Enzo.                              Ognun qui Leoniero
Paventa; e anch’ io il pavento. Or per lui dunque
Comincisi. Ammendar, s'error commisi,
L’error conviemmi. A me le vie lasciarne
Piacciavi solo.
Senatori.                              In te fidiamo.
Enzo.                                                  Il tempo
Urge; all’impresa accingomi; e allorquando
Fatto il padre avran mio l’arti o l’ardire,
Norma ci fia il silenzio, o la baldanza
De’ cittadini, a più tentare o a starci.[1]


SCENA II.

ENZO.

Di timid’arti consiglieri sempre!
E innanzi sì magnanimo mortale,
Innanzi un Leoniero, io timid’ arti,
Io vil menzogna adoprerò?

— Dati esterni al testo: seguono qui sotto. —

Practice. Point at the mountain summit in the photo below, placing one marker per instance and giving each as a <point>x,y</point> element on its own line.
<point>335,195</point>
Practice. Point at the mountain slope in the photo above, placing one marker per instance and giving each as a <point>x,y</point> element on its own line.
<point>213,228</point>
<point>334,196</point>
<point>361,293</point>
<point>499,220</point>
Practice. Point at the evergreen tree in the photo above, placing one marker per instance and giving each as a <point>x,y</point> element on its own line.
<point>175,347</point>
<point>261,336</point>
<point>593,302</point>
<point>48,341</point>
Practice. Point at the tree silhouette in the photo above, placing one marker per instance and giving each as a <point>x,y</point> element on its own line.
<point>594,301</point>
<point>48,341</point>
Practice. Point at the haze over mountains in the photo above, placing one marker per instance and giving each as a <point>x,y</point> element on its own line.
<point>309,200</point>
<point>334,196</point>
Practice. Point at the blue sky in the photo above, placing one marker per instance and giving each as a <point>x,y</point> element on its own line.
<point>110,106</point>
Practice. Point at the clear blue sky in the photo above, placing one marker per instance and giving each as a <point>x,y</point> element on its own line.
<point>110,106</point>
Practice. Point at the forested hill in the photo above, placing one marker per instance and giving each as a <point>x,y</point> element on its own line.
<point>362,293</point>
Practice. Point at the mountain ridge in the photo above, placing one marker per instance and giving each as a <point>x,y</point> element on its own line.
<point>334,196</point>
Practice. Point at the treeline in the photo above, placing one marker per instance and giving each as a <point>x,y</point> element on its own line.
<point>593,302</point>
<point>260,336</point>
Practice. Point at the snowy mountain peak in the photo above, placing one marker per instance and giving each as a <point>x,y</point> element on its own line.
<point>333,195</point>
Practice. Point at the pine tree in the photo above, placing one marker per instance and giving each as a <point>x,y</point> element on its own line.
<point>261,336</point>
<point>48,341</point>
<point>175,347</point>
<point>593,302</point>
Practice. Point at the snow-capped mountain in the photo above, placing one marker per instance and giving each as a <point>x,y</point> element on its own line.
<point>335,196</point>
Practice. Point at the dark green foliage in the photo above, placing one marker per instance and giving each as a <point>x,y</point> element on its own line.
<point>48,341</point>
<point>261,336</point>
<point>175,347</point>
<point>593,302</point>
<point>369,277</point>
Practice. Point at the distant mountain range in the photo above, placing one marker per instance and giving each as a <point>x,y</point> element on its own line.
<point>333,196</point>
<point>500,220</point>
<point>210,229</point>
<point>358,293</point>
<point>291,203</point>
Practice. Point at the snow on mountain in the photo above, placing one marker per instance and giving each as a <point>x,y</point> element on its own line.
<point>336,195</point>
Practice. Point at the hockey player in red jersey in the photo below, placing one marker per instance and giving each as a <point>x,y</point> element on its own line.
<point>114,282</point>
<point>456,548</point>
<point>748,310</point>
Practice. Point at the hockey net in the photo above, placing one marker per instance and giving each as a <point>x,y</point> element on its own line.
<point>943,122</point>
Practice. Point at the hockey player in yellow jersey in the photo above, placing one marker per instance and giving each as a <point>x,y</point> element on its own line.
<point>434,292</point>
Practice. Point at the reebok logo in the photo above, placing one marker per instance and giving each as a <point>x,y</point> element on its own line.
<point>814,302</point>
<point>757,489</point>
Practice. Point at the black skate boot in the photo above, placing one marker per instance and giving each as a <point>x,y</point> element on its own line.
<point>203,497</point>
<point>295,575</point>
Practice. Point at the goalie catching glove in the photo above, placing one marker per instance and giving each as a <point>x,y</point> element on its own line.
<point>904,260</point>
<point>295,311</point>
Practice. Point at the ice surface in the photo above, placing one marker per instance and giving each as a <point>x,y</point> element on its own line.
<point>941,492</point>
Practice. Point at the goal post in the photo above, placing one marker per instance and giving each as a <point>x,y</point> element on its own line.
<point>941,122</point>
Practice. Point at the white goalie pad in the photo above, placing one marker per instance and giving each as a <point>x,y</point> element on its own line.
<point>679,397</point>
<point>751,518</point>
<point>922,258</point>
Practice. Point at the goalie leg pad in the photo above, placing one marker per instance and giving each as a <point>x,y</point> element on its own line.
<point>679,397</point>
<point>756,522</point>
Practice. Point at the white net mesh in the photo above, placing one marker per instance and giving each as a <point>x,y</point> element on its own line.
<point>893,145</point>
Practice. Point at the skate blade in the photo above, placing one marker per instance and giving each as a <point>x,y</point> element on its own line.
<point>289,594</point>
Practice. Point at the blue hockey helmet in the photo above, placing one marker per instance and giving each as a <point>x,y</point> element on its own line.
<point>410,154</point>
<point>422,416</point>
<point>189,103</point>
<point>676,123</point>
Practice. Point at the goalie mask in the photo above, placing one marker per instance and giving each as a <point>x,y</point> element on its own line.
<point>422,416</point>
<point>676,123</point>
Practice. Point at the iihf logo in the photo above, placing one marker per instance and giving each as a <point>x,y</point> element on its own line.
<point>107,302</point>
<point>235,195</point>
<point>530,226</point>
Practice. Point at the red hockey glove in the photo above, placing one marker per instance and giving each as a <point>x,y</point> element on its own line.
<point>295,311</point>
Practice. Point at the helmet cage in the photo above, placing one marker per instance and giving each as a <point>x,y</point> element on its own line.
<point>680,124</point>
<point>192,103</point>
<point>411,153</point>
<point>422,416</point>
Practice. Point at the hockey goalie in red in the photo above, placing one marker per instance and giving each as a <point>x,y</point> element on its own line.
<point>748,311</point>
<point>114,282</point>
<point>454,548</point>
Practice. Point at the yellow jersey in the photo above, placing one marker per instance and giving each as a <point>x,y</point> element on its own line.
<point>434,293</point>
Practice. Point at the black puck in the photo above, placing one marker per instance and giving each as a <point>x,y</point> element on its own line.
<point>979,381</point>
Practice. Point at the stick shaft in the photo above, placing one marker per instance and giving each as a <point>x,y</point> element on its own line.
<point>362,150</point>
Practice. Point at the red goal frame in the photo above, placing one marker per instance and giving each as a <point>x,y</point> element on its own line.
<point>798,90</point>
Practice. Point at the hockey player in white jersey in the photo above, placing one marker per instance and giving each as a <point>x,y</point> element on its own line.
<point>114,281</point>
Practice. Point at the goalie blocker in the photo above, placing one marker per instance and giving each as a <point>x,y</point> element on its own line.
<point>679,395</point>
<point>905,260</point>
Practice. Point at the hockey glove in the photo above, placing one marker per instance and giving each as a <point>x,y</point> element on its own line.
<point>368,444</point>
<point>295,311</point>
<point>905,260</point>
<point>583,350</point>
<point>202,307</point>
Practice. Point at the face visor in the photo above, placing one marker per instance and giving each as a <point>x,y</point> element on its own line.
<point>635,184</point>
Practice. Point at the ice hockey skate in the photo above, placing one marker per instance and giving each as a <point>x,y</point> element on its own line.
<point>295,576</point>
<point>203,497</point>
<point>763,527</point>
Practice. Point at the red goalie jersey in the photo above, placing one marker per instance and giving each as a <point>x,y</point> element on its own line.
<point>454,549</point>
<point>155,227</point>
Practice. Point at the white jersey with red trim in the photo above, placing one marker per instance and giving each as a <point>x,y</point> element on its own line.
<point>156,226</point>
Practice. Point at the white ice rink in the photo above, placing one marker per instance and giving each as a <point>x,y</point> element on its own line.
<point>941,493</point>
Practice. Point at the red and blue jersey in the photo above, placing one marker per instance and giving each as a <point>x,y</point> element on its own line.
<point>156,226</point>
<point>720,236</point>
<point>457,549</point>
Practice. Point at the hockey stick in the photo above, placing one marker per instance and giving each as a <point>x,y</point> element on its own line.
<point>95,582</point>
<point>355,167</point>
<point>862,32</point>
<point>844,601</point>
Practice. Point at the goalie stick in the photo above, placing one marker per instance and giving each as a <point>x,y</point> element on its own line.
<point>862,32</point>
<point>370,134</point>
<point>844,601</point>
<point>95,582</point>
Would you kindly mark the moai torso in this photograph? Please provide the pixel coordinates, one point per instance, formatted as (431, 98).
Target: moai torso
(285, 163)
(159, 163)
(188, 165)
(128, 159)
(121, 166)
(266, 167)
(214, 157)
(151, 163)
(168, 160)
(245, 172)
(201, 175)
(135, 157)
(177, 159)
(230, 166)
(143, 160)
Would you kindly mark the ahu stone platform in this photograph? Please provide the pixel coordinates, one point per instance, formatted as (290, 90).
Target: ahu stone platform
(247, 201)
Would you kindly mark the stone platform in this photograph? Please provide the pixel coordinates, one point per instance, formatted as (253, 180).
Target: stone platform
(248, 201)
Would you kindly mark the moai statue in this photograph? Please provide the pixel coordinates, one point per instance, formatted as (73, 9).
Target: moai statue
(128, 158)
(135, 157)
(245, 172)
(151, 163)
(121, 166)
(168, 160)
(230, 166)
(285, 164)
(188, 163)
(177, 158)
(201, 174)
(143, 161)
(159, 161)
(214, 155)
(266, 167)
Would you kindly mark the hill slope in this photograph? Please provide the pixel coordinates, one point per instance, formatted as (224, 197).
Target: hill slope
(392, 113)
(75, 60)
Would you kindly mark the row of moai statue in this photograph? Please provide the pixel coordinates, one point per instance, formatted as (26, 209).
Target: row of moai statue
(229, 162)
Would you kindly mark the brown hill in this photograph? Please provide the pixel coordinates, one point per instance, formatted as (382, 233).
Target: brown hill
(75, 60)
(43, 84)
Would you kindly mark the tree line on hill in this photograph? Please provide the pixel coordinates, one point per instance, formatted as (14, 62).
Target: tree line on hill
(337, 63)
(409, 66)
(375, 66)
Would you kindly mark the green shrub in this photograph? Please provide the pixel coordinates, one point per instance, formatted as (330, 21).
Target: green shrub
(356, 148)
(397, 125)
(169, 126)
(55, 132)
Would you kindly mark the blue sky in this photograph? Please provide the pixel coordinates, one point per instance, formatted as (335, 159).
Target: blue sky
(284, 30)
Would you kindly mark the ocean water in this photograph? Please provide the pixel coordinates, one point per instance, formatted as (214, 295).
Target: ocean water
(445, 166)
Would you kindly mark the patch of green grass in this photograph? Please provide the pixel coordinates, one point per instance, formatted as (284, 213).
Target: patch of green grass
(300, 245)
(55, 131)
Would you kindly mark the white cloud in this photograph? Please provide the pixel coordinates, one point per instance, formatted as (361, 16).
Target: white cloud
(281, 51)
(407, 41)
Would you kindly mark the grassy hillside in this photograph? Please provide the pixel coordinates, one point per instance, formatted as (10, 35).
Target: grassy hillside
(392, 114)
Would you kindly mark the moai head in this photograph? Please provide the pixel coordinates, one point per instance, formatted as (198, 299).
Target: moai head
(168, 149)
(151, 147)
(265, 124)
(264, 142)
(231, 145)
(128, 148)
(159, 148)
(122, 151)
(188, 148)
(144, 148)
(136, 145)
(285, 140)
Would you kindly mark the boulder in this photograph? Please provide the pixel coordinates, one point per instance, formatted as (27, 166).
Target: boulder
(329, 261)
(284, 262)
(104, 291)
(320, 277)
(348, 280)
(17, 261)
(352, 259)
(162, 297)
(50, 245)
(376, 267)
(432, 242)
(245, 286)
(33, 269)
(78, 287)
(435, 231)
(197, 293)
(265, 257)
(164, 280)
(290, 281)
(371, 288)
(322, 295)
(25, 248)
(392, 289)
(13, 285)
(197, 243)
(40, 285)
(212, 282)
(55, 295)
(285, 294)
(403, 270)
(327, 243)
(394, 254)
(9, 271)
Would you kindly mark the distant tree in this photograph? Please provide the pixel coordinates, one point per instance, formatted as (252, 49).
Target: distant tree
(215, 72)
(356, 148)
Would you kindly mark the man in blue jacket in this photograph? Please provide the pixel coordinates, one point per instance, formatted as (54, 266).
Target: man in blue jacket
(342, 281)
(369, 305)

I sublimi
Spirti qual tu, genitor mio, ogni colpa
Tranne viltà perdonar ponno. — Al primo
Scontro, a me trarlo io, sì, dovea: gl’indugi
Il senno son de’ pavidi. — M’inganno,
O Eloisa odo? — Ascolterolla?— Un lampo
Splendemi: se per essa Arrigo ancora
A piegar valgo ed il castello acquisto,
Un delitto risparmio, il padre mio
Più non assalgo; tutto allora è vinto.

  1. I Senatori e Uggero partono.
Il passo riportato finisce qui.